Proses audit kerugian keuangan negara oleh BPK menjadi salah satu fokus utama KPK saat ini. Hasil audit ini akan menjadi dasar kuat dalam penuntutan kasus. KPK berkomitmen untuk menindak tegas pelaku korupsi tanpa pandang bulu.
Penyelidikan mendalam terus dilakukan untuk mengidentifikasi semua pihak yang terlibat. KPK berupaya membongkar jaringan korupsi dalam penyelenggaraan ibadah haji. Tujuannya adalah untuk memastikan transparansi dan akuntabilitas dalam pengelolaan dana umat.
Temuan Pansus Hak Angket DPR
Selain penanganan oleh KPK, kasus penyelenggaraan ibadah haji 2024 juga menjadi sorotan Dewan Perwakilan Rakyat (DPR). Pansus Hak Angket Haji DPR sebelumnya menyatakan telah menemukan sejumlah kejanggalan. Temuan ini menambah daftar panjang masalah dalam pengelolaan haji.

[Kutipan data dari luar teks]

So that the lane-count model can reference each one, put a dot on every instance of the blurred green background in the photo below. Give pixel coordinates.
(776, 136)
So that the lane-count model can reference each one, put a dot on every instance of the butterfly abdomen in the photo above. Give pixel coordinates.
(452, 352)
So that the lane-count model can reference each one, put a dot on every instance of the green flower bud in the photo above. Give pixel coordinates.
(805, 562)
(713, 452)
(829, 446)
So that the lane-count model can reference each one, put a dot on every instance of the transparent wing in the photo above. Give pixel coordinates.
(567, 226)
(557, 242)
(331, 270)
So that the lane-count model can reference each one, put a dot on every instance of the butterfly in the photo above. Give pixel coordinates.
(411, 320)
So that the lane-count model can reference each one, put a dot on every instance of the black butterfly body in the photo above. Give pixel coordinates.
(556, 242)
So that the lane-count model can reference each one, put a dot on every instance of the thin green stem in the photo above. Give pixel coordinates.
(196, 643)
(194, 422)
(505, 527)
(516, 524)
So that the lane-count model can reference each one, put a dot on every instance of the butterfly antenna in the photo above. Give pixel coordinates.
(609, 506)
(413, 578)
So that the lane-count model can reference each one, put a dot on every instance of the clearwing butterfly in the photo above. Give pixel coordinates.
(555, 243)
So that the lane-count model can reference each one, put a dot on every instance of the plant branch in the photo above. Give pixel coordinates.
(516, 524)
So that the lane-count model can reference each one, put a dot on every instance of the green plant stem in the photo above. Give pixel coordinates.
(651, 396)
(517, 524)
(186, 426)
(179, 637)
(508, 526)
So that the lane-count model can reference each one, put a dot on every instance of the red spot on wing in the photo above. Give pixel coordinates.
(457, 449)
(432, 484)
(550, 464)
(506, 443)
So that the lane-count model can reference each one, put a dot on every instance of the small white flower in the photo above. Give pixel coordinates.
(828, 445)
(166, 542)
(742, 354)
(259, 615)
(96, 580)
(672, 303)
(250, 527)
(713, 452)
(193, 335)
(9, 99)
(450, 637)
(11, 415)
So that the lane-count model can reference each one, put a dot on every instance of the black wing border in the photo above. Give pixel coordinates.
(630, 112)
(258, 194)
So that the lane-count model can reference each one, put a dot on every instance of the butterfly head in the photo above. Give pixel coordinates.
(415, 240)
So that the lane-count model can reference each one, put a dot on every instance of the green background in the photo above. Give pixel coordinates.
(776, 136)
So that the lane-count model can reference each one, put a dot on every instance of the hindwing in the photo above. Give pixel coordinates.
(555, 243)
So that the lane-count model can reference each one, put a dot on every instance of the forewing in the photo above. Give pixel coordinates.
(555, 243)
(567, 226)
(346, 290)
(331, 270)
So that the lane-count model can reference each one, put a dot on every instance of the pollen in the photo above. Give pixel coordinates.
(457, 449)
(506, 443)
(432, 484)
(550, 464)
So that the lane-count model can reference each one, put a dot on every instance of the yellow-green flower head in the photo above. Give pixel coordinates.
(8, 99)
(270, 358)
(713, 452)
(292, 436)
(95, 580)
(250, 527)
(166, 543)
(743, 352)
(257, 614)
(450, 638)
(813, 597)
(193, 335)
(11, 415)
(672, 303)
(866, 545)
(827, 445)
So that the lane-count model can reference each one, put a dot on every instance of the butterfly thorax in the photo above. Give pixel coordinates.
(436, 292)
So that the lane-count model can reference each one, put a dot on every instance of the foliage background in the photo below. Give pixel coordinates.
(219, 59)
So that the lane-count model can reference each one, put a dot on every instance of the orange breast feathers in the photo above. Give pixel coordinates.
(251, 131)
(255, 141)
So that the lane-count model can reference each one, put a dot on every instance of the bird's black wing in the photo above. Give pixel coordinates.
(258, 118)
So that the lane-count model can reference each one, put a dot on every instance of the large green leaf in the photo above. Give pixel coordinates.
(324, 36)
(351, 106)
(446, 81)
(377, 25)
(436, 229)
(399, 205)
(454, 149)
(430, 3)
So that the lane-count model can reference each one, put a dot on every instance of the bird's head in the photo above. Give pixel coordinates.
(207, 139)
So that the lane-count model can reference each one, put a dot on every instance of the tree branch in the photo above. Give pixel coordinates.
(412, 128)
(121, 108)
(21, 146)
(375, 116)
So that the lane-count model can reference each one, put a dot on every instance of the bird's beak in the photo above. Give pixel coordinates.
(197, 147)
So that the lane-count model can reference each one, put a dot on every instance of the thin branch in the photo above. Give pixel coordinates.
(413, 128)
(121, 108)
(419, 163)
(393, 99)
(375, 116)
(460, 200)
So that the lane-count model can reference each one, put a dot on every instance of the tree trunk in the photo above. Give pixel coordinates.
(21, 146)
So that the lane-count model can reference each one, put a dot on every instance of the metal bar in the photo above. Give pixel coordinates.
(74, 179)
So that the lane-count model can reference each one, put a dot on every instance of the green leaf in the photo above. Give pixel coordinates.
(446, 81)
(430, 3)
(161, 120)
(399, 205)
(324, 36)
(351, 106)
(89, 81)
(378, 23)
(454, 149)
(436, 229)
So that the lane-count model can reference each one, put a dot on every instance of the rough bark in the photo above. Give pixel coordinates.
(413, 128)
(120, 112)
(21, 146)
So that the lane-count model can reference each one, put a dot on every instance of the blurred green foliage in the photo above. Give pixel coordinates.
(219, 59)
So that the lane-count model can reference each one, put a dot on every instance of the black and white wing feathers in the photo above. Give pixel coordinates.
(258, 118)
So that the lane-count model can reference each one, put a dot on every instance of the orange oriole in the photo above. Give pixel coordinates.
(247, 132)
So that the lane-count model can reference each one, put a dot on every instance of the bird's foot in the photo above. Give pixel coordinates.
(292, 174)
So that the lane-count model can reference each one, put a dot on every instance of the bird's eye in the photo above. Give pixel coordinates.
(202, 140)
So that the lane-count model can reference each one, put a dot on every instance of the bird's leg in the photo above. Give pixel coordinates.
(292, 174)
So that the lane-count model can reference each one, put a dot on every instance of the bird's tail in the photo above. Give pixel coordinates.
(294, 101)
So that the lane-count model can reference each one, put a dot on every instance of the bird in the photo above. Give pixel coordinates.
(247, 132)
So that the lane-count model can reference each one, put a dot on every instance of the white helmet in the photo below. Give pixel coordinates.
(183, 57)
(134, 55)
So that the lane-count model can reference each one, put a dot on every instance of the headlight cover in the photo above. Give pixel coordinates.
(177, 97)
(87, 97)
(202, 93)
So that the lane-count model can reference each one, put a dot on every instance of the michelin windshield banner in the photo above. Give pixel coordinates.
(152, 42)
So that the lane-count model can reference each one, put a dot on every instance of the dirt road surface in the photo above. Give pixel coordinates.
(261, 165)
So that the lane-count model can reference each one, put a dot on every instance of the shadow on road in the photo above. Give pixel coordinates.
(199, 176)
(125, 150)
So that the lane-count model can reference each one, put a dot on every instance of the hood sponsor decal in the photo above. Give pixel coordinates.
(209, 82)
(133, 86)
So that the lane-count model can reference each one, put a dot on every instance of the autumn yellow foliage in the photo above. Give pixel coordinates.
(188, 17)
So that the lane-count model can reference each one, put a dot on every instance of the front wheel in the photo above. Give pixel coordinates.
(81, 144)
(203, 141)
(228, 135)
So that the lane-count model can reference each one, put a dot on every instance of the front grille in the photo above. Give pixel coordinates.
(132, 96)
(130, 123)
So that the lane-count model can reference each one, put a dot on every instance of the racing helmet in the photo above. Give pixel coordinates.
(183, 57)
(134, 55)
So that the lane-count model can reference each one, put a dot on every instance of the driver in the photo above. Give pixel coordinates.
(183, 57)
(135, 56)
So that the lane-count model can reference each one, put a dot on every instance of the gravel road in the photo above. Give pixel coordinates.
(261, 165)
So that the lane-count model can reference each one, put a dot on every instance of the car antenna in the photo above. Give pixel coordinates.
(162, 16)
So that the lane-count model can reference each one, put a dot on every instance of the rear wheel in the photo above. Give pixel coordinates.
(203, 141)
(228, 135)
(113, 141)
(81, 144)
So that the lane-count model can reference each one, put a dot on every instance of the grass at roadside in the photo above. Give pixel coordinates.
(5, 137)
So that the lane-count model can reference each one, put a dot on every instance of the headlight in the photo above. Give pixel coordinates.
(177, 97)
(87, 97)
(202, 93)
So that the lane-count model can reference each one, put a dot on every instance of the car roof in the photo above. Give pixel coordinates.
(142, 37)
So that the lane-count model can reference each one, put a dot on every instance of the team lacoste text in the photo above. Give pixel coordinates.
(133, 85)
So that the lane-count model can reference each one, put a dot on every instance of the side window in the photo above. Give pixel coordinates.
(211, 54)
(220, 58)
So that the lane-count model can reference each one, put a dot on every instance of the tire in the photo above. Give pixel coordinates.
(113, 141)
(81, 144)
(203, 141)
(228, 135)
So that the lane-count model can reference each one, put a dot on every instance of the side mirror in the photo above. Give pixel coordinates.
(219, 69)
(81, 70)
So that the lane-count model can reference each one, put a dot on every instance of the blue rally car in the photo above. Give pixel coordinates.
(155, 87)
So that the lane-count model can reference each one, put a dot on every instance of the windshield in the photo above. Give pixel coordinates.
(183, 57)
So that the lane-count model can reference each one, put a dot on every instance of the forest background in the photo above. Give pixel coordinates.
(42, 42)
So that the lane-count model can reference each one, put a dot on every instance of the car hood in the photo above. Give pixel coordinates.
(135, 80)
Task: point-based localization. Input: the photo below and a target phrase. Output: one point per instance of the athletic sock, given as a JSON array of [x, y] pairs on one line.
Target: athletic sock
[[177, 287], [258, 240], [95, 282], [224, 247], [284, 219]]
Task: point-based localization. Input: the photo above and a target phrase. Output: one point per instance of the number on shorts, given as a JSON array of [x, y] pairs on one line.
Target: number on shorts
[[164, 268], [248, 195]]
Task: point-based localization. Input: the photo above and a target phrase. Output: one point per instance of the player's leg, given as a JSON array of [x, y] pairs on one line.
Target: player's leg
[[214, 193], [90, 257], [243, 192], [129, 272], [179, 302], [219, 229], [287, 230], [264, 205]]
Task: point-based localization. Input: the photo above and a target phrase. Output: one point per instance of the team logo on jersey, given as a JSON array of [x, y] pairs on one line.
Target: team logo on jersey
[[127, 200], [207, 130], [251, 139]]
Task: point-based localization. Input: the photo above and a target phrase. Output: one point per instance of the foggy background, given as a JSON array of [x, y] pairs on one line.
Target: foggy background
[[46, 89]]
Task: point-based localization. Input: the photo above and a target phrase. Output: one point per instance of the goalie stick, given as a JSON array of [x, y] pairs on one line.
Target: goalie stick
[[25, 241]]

Kejanggalan yang ditemukan oleh Pansus Hak Angket DPR mencakup berbagai aspek. Ini termasuk proses penentuan kuota, alokasi dana, hingga pelaksanaan teknis ibadah haji. DPR berupaya mengawasi dan memastikan penyelenggaraan haji berjalan sesuai aturan.
Sinergi antara KPK dan DPR diharapkan dapat mengungkap seluruh fakta. Kedua lembaga ini memiliki peran penting dalam memastikan keadilan dan akuntabilitas. Masyarakat menanti hasil akhir dari penanganan kasus korupsi kuota haji ini.